Le FRAC Auvergne propose une nouvelle exposition estivale plutôt audacieuse. Un seul invité, Camille Saint-Jacques, à la personnalité atypique dans le monde de l’art.
Camille Saint-Jacques a abandonné toute activité lucrative concernant ses œuvres. Il a quitté sa galerie et gagne maintenant sa vie en tant que prof. Lorsqu’il lui arrive de vendre une œuvre, les gains sont reversés à des associations. Sa philosophie ? Etre libre. Libre de créer ce qu’il veut, à son rythme, avec une économie de moyens qui remet en perspective le travail de certains artistes, au processus et à la technicité complexes. Ce qui n’enlève rien à la complexité de ses propres œuvres. Il utilise de la « drawing gum », dont j’ai découvert l’existence à l’occasion de cette visite. Avec un stylo, il dépose cette gomme, la laisse sécher, peint par-dessus puis l’enlève méthodiquement afin de révéler les parties du papier protégées et restées blanches. Mais avant ça, il assemble ces feuilles de papier, en les collant, à la taille de son projet. Il peint un cadre à l’aide d’un gabarit et l’œuvre peut commencer à prendre forme. La gomme à dessiner implique un travail long et fastidieux de décollage et bien sûr, tant que tout n’est pas enlevé, on ne peut pas savoir à quoi va ressembler le résultat final. Durant les périodes de séchage, Camille Saint-Jacques écrit. Il note sur un journal les souvenirs, les émotions, les étapes qui l’ont amené à créer une œuvre. Celles exposées au FRAC sont chacune accompagnées d’un petit texte qui donne quelques indications sur le processus créatif. Difficile, en regardant une œuvre, de savoir ce qui l’a inspirée. Car Camille Saint-Jacques travaille à partir du réel. Lumières, ciel, eau, instants furtifs, souvenirs confus ou précis, émotions du quotidien. Seule entorse à ce processus, les « dibbouks », ces esprits de la mythologie juive, qui prennent sous le pinceau de l’artiste des formes étranges et graphiques. Difficile de tout apprécier dans le travail de Camille Saint-Jacques, tout est affaire de réactions émotionnelles subjectives face à une couleur, un motif… et j’en ai eu quelques-unes. Sa démarche artistique m’a également beaucoup touchée et impressionnée.

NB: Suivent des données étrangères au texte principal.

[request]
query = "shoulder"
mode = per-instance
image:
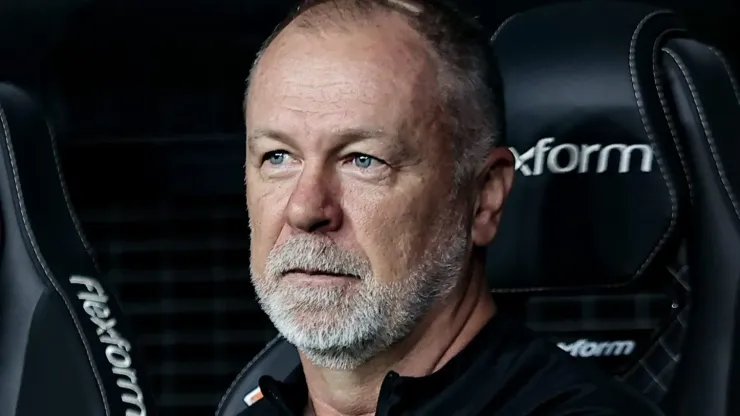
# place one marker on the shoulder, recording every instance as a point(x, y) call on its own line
point(259, 408)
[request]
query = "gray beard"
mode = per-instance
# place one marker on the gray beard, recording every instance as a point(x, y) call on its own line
point(343, 327)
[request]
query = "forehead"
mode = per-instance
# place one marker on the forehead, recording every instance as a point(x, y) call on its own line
point(377, 71)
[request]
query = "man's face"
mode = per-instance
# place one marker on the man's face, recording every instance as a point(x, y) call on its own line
point(354, 229)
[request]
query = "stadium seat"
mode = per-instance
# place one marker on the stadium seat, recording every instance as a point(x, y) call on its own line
point(619, 238)
point(65, 348)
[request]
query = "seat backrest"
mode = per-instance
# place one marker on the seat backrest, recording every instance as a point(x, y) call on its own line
point(705, 98)
point(593, 251)
point(64, 346)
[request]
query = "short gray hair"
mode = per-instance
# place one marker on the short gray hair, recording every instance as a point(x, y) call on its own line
point(468, 77)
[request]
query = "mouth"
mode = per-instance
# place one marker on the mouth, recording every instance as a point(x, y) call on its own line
point(317, 274)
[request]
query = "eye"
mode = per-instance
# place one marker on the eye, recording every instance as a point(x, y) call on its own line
point(363, 161)
point(275, 158)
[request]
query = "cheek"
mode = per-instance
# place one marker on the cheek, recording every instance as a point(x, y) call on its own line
point(265, 214)
point(393, 231)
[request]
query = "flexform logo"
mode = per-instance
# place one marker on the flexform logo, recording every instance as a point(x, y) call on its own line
point(117, 347)
point(583, 158)
point(586, 348)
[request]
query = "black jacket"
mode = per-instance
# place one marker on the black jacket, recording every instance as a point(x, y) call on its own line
point(505, 371)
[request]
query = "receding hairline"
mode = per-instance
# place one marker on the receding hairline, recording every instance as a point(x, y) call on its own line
point(317, 22)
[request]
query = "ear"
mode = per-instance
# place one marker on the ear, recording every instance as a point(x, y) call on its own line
point(493, 186)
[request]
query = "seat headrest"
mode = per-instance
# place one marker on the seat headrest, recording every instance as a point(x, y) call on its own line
point(599, 181)
point(64, 345)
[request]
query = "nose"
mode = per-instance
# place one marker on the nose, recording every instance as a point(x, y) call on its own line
point(313, 206)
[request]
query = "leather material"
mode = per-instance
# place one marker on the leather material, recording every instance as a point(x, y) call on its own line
point(706, 100)
point(64, 346)
point(597, 164)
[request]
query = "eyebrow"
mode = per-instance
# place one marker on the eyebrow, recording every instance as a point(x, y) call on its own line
point(346, 136)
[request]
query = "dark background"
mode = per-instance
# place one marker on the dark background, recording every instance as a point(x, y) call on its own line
point(146, 99)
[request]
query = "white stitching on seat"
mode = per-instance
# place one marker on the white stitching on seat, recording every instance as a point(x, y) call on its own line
point(669, 117)
point(244, 370)
point(705, 126)
point(504, 23)
point(733, 82)
point(42, 262)
point(651, 137)
point(67, 201)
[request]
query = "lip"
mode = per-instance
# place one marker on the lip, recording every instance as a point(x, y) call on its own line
point(319, 278)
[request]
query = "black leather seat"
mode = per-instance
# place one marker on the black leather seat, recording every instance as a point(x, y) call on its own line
point(608, 246)
point(64, 346)
point(706, 97)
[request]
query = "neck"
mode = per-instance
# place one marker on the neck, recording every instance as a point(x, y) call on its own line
point(443, 333)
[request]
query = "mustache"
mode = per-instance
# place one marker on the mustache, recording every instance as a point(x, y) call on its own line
point(308, 253)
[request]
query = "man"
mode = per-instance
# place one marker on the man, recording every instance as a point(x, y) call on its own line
point(374, 180)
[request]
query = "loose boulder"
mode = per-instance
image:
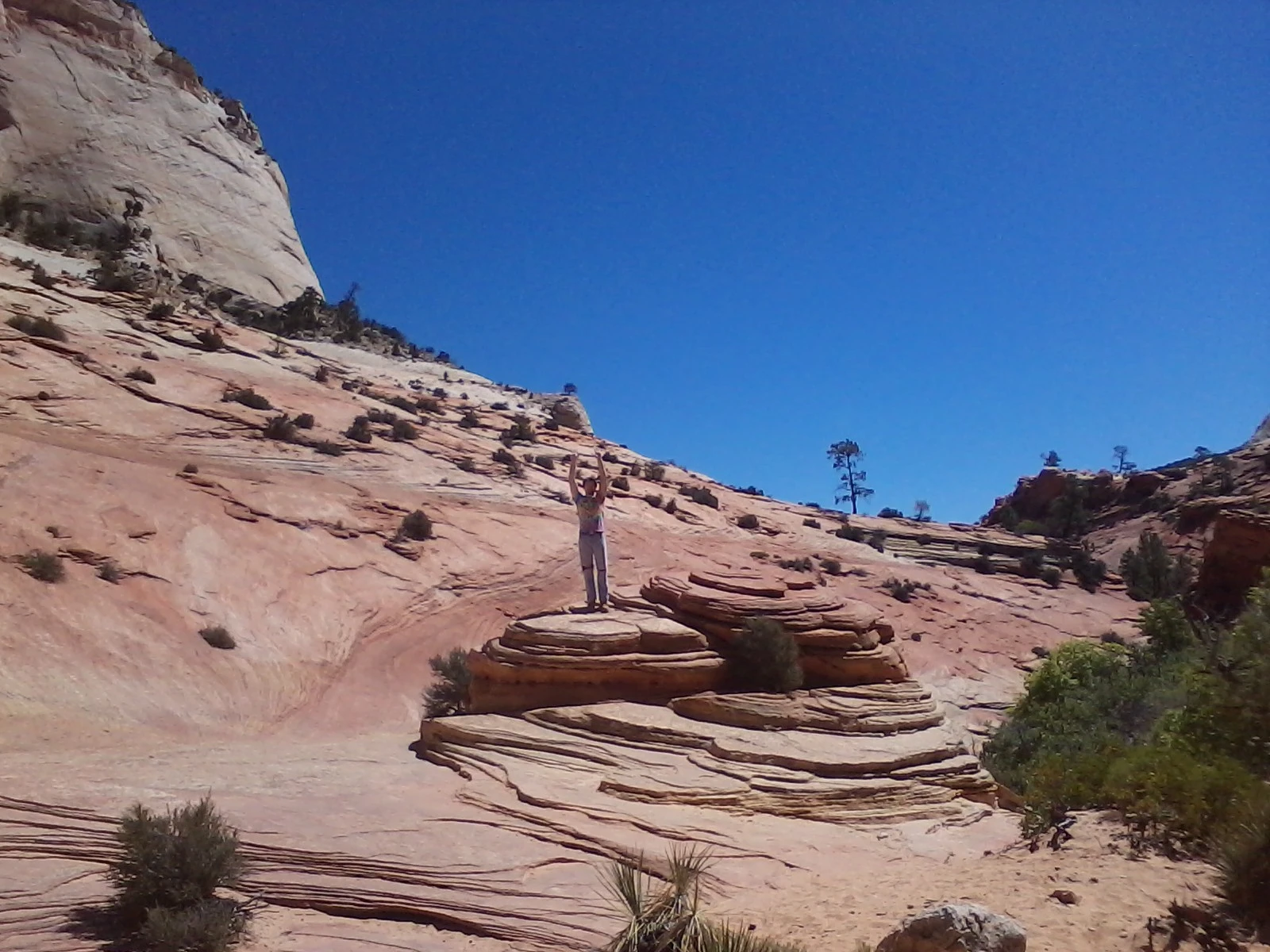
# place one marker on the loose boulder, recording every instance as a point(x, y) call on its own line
point(956, 928)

Il s’agit de la première exposition de cette ampleur consacrée à Camille Saint-Jacques. Il n’expose quasi jamais, ses œuvres étant conservées chez lui, pliées. Son travail de peinture associé à son écriture sont à découvrir pour s’imprégner d’un « art pour l’art » et sans arrière-pensée. Ses œuvres simples et empreintes de sensibilité décomplexent le visiteur qui peut facilement s’imaginer, lui aussi, coucher sur le papier les émotions de son quotidien.
Exposition au FRAC Auvergne du 21 juin au 21 septembre 2014. Gratuit.